M. X. ne relève d'aucun de ces cas de figure. En effet et en particulier, la convention n'a pas été conclue en France et il a été précédemment retenu que la CREDITBANK ne dirigeait pas ses activités vers la France, lorsque cette convention a été conclue.
Il n'est par conséquent pas fondé à invoquer la législation sur les clauses abusives pour s'opposer à l'application de la clause attributive de compétence.
M. X. se fonde par ailleurs sur les dispositions de l’article 1171 alinéa 1er du code civil qui précisent que, dans un contrat d'adhésion, toute clause non négociable, déterminée à l'avance par l'une des parties, qui crée un déséquilibre significatif entre les droits et obligations des parties au contrat est réputée non écrite.
Cependant, il ne démontre pas en quoi la clause attributive de compétence serait abusive, en ce qu’elle supprimerait ou entraverait l’exercice de son action en justice.
En effet, il fait état à cet égard de la crise actuelle au Liban et des soupçons de corruption qui pèseraient sur la direction de la CREDITBANK, alors que ces éléments sont sans lien avec la suppression ou l’entrave de l’exercice de son action en justice.
Il doit être ajouté que lorsqu’il a accepté cette clause attributive de compétence, M. X. s’est expressément domicilié au Liban, ne mentionnant son adresse française que comme son adresse professionnelle.
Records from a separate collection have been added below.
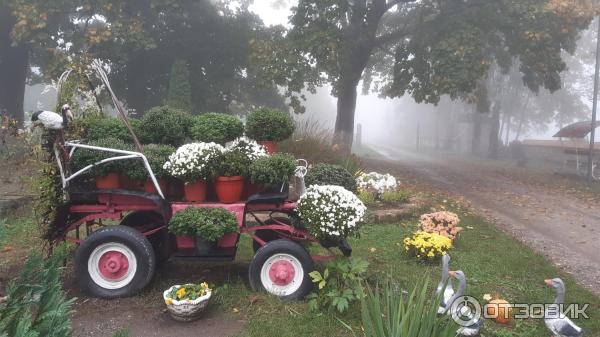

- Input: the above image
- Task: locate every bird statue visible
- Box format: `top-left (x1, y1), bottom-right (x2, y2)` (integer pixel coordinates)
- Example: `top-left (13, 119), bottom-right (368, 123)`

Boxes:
top-left (31, 104), bottom-right (73, 130)
top-left (544, 278), bottom-right (584, 337)
top-left (436, 254), bottom-right (455, 314)
top-left (443, 270), bottom-right (483, 337)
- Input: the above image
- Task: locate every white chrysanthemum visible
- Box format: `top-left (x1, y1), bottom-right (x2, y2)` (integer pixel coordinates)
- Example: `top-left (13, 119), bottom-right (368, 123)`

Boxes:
top-left (163, 142), bottom-right (224, 182)
top-left (297, 185), bottom-right (366, 240)
top-left (227, 136), bottom-right (268, 161)
top-left (356, 172), bottom-right (398, 194)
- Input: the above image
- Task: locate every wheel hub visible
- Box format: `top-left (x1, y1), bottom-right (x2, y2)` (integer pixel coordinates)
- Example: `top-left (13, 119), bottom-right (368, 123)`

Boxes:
top-left (268, 260), bottom-right (295, 285)
top-left (98, 251), bottom-right (129, 280)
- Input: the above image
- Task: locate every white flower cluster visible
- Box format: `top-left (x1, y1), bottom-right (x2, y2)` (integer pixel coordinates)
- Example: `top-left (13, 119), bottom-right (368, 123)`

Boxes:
top-left (356, 172), bottom-right (398, 194)
top-left (227, 136), bottom-right (268, 161)
top-left (163, 142), bottom-right (224, 182)
top-left (298, 185), bottom-right (366, 239)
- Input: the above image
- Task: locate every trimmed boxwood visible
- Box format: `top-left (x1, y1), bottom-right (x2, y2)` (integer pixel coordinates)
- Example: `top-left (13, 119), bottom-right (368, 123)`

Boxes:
top-left (125, 144), bottom-right (175, 181)
top-left (249, 153), bottom-right (297, 186)
top-left (70, 138), bottom-right (133, 177)
top-left (86, 117), bottom-right (142, 143)
top-left (169, 207), bottom-right (238, 241)
top-left (139, 105), bottom-right (191, 146)
top-left (305, 163), bottom-right (357, 192)
top-left (245, 108), bottom-right (295, 142)
top-left (190, 113), bottom-right (244, 145)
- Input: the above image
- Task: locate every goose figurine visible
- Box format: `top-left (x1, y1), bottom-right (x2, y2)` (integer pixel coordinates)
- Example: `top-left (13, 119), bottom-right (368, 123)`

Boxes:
top-left (31, 104), bottom-right (73, 130)
top-left (443, 270), bottom-right (483, 337)
top-left (544, 278), bottom-right (584, 337)
top-left (436, 254), bottom-right (454, 314)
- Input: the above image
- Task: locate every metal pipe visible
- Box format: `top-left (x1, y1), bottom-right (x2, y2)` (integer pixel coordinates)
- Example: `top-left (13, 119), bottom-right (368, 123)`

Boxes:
top-left (587, 16), bottom-right (600, 183)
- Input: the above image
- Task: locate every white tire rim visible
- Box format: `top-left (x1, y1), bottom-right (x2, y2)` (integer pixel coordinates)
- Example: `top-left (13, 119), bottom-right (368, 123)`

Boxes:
top-left (88, 242), bottom-right (137, 290)
top-left (260, 253), bottom-right (304, 296)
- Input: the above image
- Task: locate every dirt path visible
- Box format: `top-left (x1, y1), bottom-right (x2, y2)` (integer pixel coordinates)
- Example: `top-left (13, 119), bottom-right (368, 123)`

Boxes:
top-left (368, 146), bottom-right (600, 295)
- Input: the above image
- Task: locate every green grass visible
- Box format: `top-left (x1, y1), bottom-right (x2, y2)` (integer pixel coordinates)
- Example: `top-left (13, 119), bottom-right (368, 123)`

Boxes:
top-left (216, 205), bottom-right (600, 337)
top-left (2, 202), bottom-right (598, 337)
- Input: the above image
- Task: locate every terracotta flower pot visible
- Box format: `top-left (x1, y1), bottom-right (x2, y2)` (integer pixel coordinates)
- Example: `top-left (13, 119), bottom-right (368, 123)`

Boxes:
top-left (242, 181), bottom-right (263, 199)
top-left (120, 175), bottom-right (143, 191)
top-left (215, 176), bottom-right (244, 203)
top-left (175, 236), bottom-right (196, 249)
top-left (184, 180), bottom-right (207, 202)
top-left (95, 173), bottom-right (120, 189)
top-left (257, 140), bottom-right (277, 154)
top-left (144, 178), bottom-right (169, 195)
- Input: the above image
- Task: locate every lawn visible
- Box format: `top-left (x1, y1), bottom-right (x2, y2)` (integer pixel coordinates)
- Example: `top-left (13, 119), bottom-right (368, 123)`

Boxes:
top-left (1, 197), bottom-right (598, 337)
top-left (216, 198), bottom-right (600, 337)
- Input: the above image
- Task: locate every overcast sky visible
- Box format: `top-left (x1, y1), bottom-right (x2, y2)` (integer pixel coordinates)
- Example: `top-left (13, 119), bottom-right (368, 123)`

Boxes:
top-left (249, 0), bottom-right (295, 27)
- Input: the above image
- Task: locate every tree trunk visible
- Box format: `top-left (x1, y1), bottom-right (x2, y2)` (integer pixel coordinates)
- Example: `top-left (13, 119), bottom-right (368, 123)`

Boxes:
top-left (471, 111), bottom-right (482, 155)
top-left (333, 79), bottom-right (358, 154)
top-left (0, 6), bottom-right (28, 124)
top-left (126, 53), bottom-right (147, 115)
top-left (488, 103), bottom-right (501, 159)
Enfin, l'article R. 631-3 du code de la consommation invoqué par le défendeur à l’incident, qui permet au consommateur de saisir, soit l'une des juridictions territorialement compétentes en vertu du code de procédure civile, soit la juridiction du lieu où il demeurait au moment de la conclusion du contrat ou de la survenance du fait dommageable est une règle de compétence interne qui n’a pas vocation à s’appliquer en présence d’une clause d’élection de for licite et opposable.
3. Par ailleurs, M. X. n'est pas fondé à solliciter le bénéfice des dispositions de l'article 14 du code civil, dans la mesure où l'insertion d'une clause attributive de compétence dans un contrat international fait partie de l'économie dudit contrat et emporte renonciation à tout privilège de juridiction. De plus, les justiciables français peuvent toujours renoncer au bénéfice de cet article 14, à la faveur d’une clause attribuant compétence exclusive à des juridictions étrangères, ces dispositions ne prévoyant en effet qu'une règle de compétence supplétive et non d'ordre public.
Il convient par conséquent de faire droit à l'exception d'incompétence.
Cette exception d’incompétence étant retenue, il n’y a pas lieu de statuer sur l’irrecevabilité de la demande pour défaut d’intérêt à agir et défaut d’objet, pas plus que sur la mesure de séquestre.
Sur les autres demandes :
Au titre des frais exposés et non compris dans les dépens, M. X. sera condamné à payer la somme de 3 000 euros.
DISPOSITIF (décision proprement dite) (N.B. : mention ne figurant pas sur l’original)
PAR CES MOTIFS,
Le juge de la mise en état, statuant publiquement, par ordonnance contradictoire, en premier ressort, par mise à disposition au greffe,
Déclare le tribunal judiciaire de Paris incompétent pour connaître des demandes formées par M. X., par assignation du 2 février 2023 ;
Invite M. X. à mieux se pourvoir ;
Condamne M. X. aux dépens de l'incident ainsi qu'à payer à la société de droit libanais CREDITBANK SAL la somme de 3 000 euros au titre des frais irrépétibles.